A la presidenta de la Nación, Cristina Fernández, le estalló el affaire a las pocas horas de haber asumido. Y no tiene a quien echarle la culpa. No hay posibilidad de que la jefa del Estado se desentienda y culpe a la herencia recibida. Al fin, heredó el cargo de su marido, quien impidió la salida del gabinete de hombres cuestionados, rodeados de sospechas: Julio de Vido es el estigma.
Los flirteos con Hugo Chávez permitieron inversiones (cuando ningún país central quiere poner un dólar o euro en la Argentina), compra de bonos y promesas faraónicas (¿alguien recuerda el gasoducto del sur?) pero fueron alejando cada vez más al gobierno de un destino de racionalidad que la gestión de Cristina promocionaba en su campaña. Frente a la catarata de desgrabaciones que llegan desde Estados Unidos complicando a funcionarios y ex funcionarios, la Casa Rosada agudiza la tensión y envía misiles dialécticos hacia el gobierno norteamericano, ensanchando la brecha del escándalo.
Más allá de la complejidad del proceso que se sustancia (y que aún no se introdujo en las cuestiones más espinosas) hay episodios que no tienen justificación alguna. ¿Qué hacían los impresentables viajeros venezolanos en un avión rentado por el Estado argentino? ¿Por qué el entonces titular de la Occovi, Claudio Uberti, hacía las veces de embajador sin cartera? Si la verdad la tiene Aníbal Fernández, o la constelación de funcionarios que le adjudican a Estados Unidos una "operación basura", habrá que concluir que la ineptitud del gobierno no tiene límites.
Ahora, que es tiempo de preguntas más que de certezas, habrá que interrogarse si en verdad los 800 mil dólares estaban destinados a la campaña electoral del Frente para la Victoria o formaban parte de un negocio espurio entre el chavismo y el gobierno argentino. Cuestiones que se mezclan hoy en una marabunta de acusaciones, aderezado por protagonistas que parecen salidos de una película Clase B.
La presidenta de la Nación, pese a la gravedad de los hechos, prefiere no emitir palabra alguna sobre la cuestión. Cuando todos esperaban una mención en su último discurso pronunciado el viernes en Trelew, Cristina jugueteó con las palabras y se enojó con los organizadores del acto que enclavaron el palco frente a un viento demasiado frío pese al origen patagónico de la primera dama.
Existe en la Casa Rosada la creencia de que la sociedad no le asigna ninguna importancia al trasiego de la valija, y que todo es una conspiración de algunos medios, acicateados por el gobierno norteamericano.
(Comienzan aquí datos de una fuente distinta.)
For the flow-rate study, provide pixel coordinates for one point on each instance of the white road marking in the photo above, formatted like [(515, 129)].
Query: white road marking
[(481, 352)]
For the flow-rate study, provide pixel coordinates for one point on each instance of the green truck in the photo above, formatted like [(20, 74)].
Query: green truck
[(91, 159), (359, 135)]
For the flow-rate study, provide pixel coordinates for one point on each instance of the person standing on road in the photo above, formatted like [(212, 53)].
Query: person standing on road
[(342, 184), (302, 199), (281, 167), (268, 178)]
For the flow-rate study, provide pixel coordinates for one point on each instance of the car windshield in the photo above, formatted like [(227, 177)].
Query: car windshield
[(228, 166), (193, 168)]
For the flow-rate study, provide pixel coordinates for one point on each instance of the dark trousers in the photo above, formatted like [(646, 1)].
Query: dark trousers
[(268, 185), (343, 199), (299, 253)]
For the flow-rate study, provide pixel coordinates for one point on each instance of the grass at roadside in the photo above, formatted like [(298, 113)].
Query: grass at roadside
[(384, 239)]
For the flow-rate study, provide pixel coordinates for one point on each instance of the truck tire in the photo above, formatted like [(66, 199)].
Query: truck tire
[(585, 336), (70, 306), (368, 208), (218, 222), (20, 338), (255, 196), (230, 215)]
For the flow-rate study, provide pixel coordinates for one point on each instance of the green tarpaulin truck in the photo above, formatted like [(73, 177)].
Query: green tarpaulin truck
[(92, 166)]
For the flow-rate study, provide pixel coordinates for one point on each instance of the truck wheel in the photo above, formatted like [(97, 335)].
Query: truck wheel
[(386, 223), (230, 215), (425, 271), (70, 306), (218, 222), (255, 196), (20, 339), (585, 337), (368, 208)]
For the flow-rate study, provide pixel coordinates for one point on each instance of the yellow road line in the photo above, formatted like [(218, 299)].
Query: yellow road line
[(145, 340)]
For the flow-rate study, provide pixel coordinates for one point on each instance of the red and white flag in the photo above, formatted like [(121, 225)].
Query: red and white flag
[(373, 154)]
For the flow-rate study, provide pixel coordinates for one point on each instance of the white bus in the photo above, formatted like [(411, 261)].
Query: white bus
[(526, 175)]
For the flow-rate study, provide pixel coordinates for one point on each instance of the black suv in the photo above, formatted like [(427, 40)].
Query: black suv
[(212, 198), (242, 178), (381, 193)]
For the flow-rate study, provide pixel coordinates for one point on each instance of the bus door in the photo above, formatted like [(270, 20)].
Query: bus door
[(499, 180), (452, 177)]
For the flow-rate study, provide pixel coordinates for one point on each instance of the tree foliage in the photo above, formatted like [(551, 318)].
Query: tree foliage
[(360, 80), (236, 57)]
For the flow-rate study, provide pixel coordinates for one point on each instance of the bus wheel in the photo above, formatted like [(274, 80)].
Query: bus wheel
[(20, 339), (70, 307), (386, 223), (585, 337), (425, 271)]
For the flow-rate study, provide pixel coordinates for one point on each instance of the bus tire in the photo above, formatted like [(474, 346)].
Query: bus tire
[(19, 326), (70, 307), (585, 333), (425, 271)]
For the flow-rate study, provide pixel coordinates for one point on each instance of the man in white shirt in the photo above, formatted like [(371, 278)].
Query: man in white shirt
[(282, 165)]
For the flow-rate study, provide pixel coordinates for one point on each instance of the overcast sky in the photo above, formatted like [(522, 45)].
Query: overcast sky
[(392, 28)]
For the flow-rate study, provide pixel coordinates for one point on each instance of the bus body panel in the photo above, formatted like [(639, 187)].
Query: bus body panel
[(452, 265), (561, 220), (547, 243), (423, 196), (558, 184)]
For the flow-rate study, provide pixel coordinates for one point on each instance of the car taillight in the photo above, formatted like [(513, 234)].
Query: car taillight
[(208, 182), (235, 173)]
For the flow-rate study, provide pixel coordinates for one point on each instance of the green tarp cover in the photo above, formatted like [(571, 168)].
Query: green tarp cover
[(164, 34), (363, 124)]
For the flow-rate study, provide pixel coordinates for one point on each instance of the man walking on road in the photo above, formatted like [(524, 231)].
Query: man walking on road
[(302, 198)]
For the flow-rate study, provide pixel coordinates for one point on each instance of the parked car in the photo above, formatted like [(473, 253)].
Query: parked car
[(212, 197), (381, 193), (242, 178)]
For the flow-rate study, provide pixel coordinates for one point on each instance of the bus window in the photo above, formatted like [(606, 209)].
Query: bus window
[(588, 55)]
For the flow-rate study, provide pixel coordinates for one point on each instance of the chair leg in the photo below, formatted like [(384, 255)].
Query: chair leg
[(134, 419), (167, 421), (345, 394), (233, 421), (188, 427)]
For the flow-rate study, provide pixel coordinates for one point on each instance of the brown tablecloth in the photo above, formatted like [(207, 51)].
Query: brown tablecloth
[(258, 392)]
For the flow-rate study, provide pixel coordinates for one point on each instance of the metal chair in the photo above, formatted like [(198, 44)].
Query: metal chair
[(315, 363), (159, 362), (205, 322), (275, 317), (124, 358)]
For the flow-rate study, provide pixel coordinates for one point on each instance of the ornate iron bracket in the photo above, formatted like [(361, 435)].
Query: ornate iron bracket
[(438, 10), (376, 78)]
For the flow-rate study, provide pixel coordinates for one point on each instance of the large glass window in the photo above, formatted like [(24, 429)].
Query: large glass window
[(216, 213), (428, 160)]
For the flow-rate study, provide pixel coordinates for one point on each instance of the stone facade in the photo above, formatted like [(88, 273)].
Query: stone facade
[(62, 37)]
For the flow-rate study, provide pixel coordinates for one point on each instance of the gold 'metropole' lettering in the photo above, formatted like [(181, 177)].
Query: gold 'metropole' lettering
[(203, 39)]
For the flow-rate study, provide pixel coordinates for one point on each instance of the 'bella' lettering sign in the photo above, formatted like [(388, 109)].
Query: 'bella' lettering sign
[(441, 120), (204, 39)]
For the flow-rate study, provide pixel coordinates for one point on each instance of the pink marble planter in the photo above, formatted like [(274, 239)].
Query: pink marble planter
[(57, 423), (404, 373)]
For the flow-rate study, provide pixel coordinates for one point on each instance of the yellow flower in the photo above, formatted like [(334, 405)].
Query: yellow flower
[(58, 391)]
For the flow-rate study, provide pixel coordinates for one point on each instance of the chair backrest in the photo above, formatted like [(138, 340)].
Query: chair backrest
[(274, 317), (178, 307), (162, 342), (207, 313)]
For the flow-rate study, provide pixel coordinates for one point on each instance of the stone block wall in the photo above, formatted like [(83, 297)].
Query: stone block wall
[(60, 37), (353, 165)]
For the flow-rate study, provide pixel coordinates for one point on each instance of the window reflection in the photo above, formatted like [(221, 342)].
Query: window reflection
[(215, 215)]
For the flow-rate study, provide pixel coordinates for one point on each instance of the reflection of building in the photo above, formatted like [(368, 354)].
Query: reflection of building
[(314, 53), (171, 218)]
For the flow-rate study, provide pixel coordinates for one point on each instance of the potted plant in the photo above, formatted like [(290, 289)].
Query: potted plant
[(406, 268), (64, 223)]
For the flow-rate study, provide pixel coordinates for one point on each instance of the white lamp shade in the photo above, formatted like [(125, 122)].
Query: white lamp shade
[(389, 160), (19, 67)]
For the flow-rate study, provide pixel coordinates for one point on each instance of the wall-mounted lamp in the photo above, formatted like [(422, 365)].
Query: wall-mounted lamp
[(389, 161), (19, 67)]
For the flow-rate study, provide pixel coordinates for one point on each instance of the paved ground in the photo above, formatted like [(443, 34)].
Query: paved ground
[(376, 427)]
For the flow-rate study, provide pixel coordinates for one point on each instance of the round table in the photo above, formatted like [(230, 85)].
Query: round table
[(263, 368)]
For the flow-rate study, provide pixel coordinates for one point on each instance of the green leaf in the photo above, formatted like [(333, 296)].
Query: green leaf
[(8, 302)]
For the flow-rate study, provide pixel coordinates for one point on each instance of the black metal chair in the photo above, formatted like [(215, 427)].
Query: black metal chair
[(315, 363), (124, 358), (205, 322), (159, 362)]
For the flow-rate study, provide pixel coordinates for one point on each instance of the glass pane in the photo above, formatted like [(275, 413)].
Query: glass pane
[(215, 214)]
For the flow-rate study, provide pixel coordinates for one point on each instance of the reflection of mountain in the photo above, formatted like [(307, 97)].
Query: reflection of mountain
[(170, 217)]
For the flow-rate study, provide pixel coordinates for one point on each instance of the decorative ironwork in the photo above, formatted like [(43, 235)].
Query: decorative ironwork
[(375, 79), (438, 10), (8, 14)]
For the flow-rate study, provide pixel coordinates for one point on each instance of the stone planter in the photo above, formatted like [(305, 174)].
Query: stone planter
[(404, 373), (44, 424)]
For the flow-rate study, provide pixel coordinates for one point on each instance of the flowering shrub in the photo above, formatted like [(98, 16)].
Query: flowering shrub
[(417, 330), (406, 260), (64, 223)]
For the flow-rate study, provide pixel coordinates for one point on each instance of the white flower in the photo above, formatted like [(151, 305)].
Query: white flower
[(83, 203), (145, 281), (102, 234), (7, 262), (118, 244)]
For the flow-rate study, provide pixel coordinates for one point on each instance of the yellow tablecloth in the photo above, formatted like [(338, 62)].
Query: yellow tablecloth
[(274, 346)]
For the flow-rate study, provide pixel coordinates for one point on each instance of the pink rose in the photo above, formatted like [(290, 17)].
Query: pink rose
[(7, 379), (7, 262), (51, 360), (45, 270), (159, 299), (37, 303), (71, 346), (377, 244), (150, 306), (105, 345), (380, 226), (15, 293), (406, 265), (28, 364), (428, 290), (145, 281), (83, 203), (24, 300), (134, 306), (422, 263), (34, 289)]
La primera hipótesis, si tiene correlación con la realidad, mostraría una foto que ya se ha visto en otras oportunidades. ¿Lo único que hace sobresaltar a la mayoría de los argentinos tiene que ver con cuestiones de bolsillo?
Atento a esta línea de razonamiento, se entiende por qué lo único que parece preocupar al gobierno es que el Indec sea manejado por control remoto, con índices que convocan al papelón pero que no provocan preocupación en la presidenta. Según los últimos datos oficiales, la pobreza baja a la velocidad de la luz, el poder de compra aumentó y desapareció la indigencia. Un dibujo que solamente podría ser aceptado por alguien embriagado de candor.
Aunque suene reiterativo, la inexistencia de una oposición sólida le ofrece todo tipo de respiro al oficialismo. ¿Qué se le podría reprochar a la sociedad por la falta de repudio al escándalo de la valija y a la grave denuncia de Poder Ciudadano sobre los gastos de campaña del Frente para la Victoria si la oposición se columpia entre el silencio y las preocupaciones por las elecciones legislativas del año próximo?
Sobran opositores, pero falta oposición. No se explica cómo no han ingresado decenas de pedidos de investigación respecto a los 800 mil dólares ingresados una fría madrugada de agosto de 2007. Tampoco se entiende la pasmosa inmovilidad de la Justicia argentina, que mira el escándalo desde lejos. Recién ahora que el ex magistrado Guillermo Ledesma (contactado para defender a Antonini) reveló la supuesta protección que Néstor Kirchner y Chávez le brindarían al venezolano se ha decidido citarlo para que ofrezca alguna explicación.
Fuera de los deseos imaginarios del gobierno y de la gelatinosa actividad opositora, la presidenta sigue sin poder remontar la cuesta. Lo que parecía imposible durante los cuatro años de mandato de Néstor Kirchner hoy es una realidad tangible: el Ejecutivo perdió la agenda por su propia inercia.
Le quedan a Cristina casi tres años de mandato con un escenario que cambió tras el extenso conflicto con el campo (del que ya casi ni se habla). Su gestión parece no haber acusado recibo, como si gobernara el país de las maravillas.